思ったより手間もかからず、簡単だった。今回のスノーキャンドルには不要のため、ろうそくの着色や香り付けはしなかった。燃えている時間は、まちまちだったが、短いもので2時間、長いものは多分、その倍は点いていたと思う。最後ま見届けないで寝てしまった。また、紙コップのままで火を点けて利用する方が、後始末を考えると便利。そのまま、薪ストーブの着火材にもなる。

※注意:火災の心配のない雪原でやらないと、場合により、紙コップにも引火する。

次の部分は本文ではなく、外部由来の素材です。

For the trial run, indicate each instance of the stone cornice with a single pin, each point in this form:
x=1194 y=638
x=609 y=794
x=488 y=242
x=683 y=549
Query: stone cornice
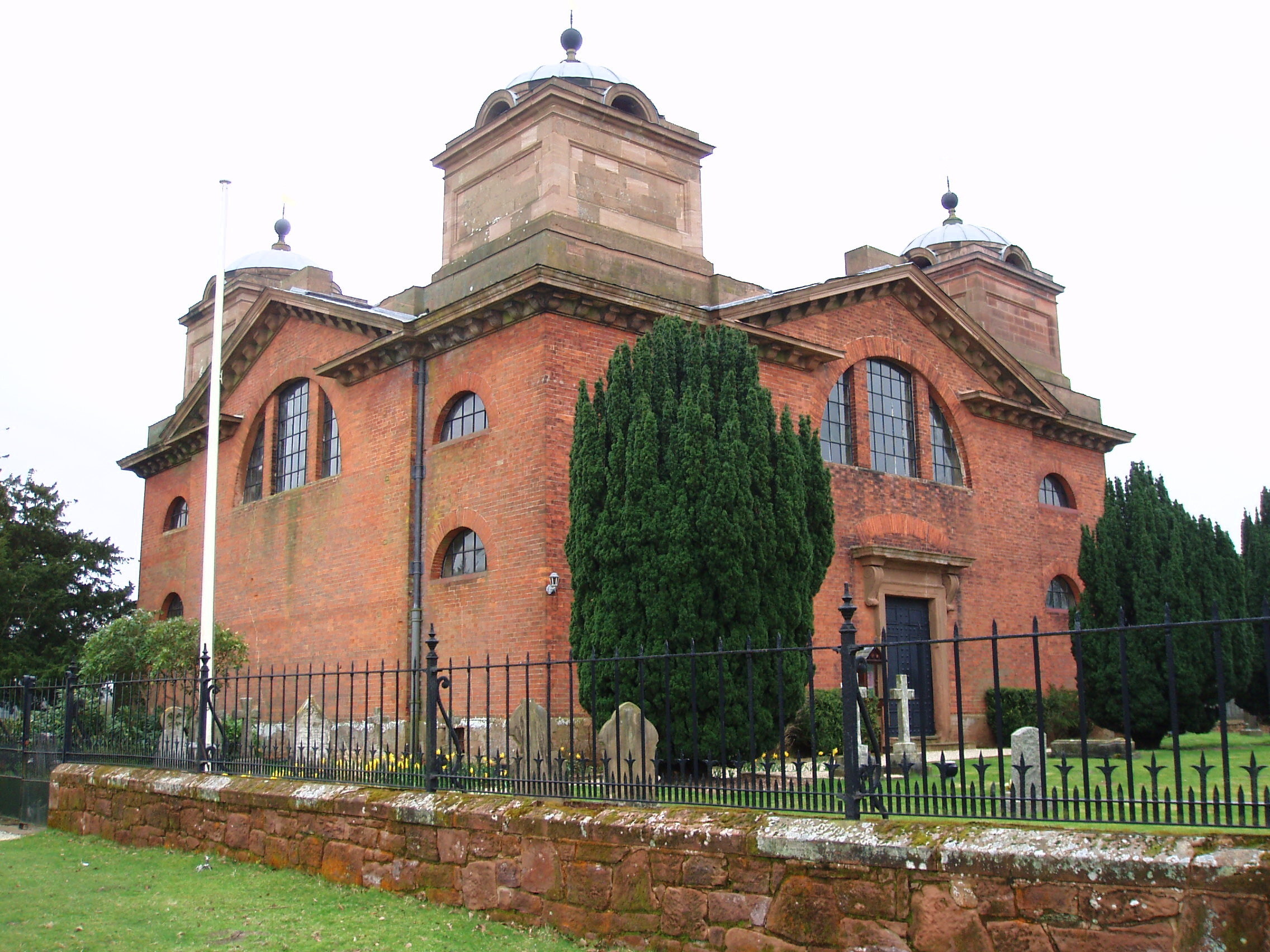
x=542 y=290
x=927 y=302
x=1062 y=427
x=177 y=450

燃える場所は、ロウソクが入っていない紙の部分。たまたま、引火した紙コップの方がうまく溶けた油を外に排出できるため、長く燃えていたようです。

「このバケツで雪灯篭を作ろう」
「雪灯篭、全部で8個できたよ」
「ロウソクセットして、火を点けよう」
「それじゃ、電気のブレーカー落とすよ」
「同じ輝きの色がないのがいいね」
「きれいやなぁ」

山の精霊たちがゆらめくロウソクの明かりに誘われて、ヒューと集まってきた感じがした。その時、雪灯篭の仄かな灯りがゆっくりと揺らめいていた。まもなく春だ。まずは春の渓流の女王様、あまご(山女)解禁。今年の雪に感謝です。ありがとう。合掌。